As described in the June 13, 2011, advance online edition of AIDS, Monica García-Álvarez and colleagues investigated whether mitochondrial DNA (mtDNA) variations, or polymorphisms, influence liver fibrosis progression in HIV/HCV coinfected patients.

The researchers examined associations between European haplogroups and liver disease outcomes. Haplotypes are sets of DNA sequences at different chromosome locations that are associated with each other or are transmitted together. Haplogroups are sets of haplotypes that share a common ancestor. Haplogroup research often focuses on mtDNA, which is inherited solely from the mother.

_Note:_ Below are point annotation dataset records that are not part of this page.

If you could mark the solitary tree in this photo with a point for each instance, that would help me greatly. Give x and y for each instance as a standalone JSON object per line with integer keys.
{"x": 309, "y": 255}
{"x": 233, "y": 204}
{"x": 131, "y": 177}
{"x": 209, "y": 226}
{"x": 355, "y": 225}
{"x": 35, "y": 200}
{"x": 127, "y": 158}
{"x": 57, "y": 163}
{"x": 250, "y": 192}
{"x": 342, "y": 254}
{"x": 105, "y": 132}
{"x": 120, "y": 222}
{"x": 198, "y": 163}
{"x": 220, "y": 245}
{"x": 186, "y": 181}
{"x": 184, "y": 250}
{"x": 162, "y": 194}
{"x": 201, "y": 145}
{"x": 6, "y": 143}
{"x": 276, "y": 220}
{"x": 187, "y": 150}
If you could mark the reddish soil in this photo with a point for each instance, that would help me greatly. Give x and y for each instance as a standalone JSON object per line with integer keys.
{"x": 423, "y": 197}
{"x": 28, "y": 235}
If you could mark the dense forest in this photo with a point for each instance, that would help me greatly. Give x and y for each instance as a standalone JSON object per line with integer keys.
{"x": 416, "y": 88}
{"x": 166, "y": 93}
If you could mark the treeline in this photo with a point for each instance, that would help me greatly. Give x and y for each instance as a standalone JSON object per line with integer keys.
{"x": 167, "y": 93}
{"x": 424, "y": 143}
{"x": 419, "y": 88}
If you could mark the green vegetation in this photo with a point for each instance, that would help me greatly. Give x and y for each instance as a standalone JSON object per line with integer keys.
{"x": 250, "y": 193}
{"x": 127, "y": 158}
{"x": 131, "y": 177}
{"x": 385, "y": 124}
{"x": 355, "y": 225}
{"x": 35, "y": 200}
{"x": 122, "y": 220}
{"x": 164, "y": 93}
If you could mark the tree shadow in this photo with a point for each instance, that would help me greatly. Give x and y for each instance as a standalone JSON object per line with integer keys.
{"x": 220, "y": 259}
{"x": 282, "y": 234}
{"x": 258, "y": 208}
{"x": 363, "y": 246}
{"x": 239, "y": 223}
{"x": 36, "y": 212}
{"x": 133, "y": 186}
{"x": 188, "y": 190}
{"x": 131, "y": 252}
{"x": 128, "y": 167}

The present cross-sectional study included 231 participants in Spain who underwent genotyping, or analysis of their genetic pattern. (This study looked at human genotypes, not viral genotypes, which are used to assess drug resistance or, in the case of HCV, likelihood of treatment response.)

A recent study of the European population found that the most common haplogroups were H (41%) and U (21%); the distribution of mtDNA haplogroups in the present analysis was generally similar to that seen in other studies of Europeans and HIV positive Caucasians, except for a lower frequency of haplogroups Uk and X among HIV/HCV coinfected patients compared with healthy controls, which the authors suggested could be due to chance.

Liver fibrosis was estimated based on the Metavir scale and fibrosis progression rate was calculated by dividing the fibrosis stage (F0 to F4) by the estimated duration of HCV infection.


The major haplogroup HV was significantly associated with reduced risk of disease progression:
Advanced liver fibrosis: odds ratios (OR) 0.35, or about one-third as likely;
Cirrhosis: OR 0.16, or 84% risk reduction;
High fibrosis progression rate: OR 0.43.
Within the major haplogroup HV, sub-haplogroup H was also significantly associated with less progression:
Advanced fibrosis: OR 0.40;
Cirrhosis: OR 0.14;
High fibrosis progression rate: OR 0.47, or about half the risk.
In contrast, however, the closely related major haplogroup U was significantly associated with increased risk of cirrhosis (OR 5.25, or more than 5 times higher).

"The mtDNA haplogroups HV and H were associated with slower fibrosis progression, and the haplogroup U was associated with faster fibrosis progression in HIV/HCV coinfected patients," the study authors concluded. "These data suggest that mtDNA haplogroup may play a significant role in liver fibrogenesis during HCV infection."

The researchers suggested that differences in cellular energy production and metabolism between the haplogroups -- such as variations in production of ATP and reactive oxygen species -- might help explain the association with fibrosis, but the link is not straightforward.

Investigator affiliations: Laboratory of Molecular Epidemiology of Infectious Diseases and Laboratory of Mitochondrial Diseases, National Centre of Microbiology, Instituto de Salud Carlos III, Majadahonda, Madrid. Spain; Infectious Diseases-HIV Unit, Internal Medicine Department, and Pathology Department, Hospital General Universitario "Gregorio Marañón," Madrid, Spain.


M García-Álvarez, M Guzmán-Fulgencio, J Berenguer, et al. European mitochondrial DNA haplogroups and liver fibrosis in human immunodeficiency virus and hepatitis C virus coinfected patients. AIDS (abstract). June 13, 2011 (Epub ahead of print).